Abstract 1378P
Background
Addition of a MEK inhibitor to a BRAF inhibitor enhances tumour growth inhibition, delays acquired resistance of the MAPK pathway in BRAF V600-mutated cancers. We assessed the safety and efficacy of tunlametinib (HL-085), a novel highly selective MEK1/2 inhibitor, in combination with vemurafenib in patients(pts) with advanced BRAF-mutated solid tumors.
Methods
In this phase I study, pts with advanced solid tumors who had progressed on or shown intolerance to standard treatment were enrolled and received escalating doses of tunlametinib combined with vemurafenib in dose-escalation phase (followed a 3 + 3 design). Patients received tunlametinib at dose levels of 0.5, 6, 9, 12, and 15 mg BID, together with vemurafenib 960 mg BID, in 21-day cycles.

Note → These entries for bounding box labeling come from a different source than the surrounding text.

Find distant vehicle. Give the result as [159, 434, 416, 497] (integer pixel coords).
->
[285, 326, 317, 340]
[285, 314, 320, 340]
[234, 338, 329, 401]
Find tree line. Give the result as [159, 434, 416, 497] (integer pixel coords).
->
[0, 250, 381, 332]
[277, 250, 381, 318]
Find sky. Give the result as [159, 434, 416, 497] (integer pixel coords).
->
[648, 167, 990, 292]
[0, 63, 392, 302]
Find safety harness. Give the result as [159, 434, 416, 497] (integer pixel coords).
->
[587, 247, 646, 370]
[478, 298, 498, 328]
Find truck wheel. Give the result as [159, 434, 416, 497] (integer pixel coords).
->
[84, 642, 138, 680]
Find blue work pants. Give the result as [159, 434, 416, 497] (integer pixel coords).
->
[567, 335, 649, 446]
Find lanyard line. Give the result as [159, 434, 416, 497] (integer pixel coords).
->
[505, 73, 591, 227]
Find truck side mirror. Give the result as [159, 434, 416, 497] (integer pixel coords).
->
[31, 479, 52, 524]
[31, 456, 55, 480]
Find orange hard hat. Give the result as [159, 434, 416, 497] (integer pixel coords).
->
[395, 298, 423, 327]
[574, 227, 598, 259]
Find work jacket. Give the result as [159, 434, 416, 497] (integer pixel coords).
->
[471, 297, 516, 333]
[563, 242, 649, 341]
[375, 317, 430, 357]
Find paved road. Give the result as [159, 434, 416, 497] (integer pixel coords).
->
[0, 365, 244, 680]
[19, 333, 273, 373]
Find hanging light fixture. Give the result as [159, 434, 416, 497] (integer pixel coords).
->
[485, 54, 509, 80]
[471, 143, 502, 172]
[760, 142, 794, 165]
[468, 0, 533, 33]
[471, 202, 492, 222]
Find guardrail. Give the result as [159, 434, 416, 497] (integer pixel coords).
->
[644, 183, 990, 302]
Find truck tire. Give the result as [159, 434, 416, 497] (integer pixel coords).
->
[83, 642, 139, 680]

In dose-expansion phase, tunlametinib 12mg + vemurafenib 960mg, tunlametinib 12mg + vemurafenib 720mg and tunlametinib 9mg + vemurafenib 720mg dose groups were evaluated. The tunlametinib 9mg + vemurafenib 720mg was determined as the recommended phase 2 dose (RP2D).
Results
As of the data cut-off date on 04, Nov, 2022, a total of 72 pts with solid tumors were enrolled. The most common AE were CK elevation, anemia and rash which were predominantly grade 1/2. 33 pts with non-small cell lung cancer (NSCLC) have been evaluated for response. The objective response rate (ORR) was 60.6% (95%CI: 42.1%, 77.1%), a median duration of response (DoR) was 11.3 months (95% CI: 3.9, NE), and a median progression free survival (PFS) was 11.7 months (95% CI: 5.6, NE) . At the RP2D, ORR was 60.0% (95%CI: 32.3%, 83.7%) and mPFS was 10.4 months (95% CI: 5.6, NE). 24 pts with metastatic colorectal cancer (mCRC) at all doses, ORR was 25.0% (95%CI: 9.8%, 46.7%), mDoR was 5.5 months (95% CI: 2.9, NE), and mPFS was 6.2 months (95% CI: 4.8, 7.6). Antitumor activity was also seen in papillary thyroid carcinoma and pancreatic ductal adenocarcinoma.
Conclusions
Tunlametinib in combination with vemurafenib showed promising antitumor activity and manageable safety profile in pts with BRAF V600-mutated solid tumors. Further studies are ongoing.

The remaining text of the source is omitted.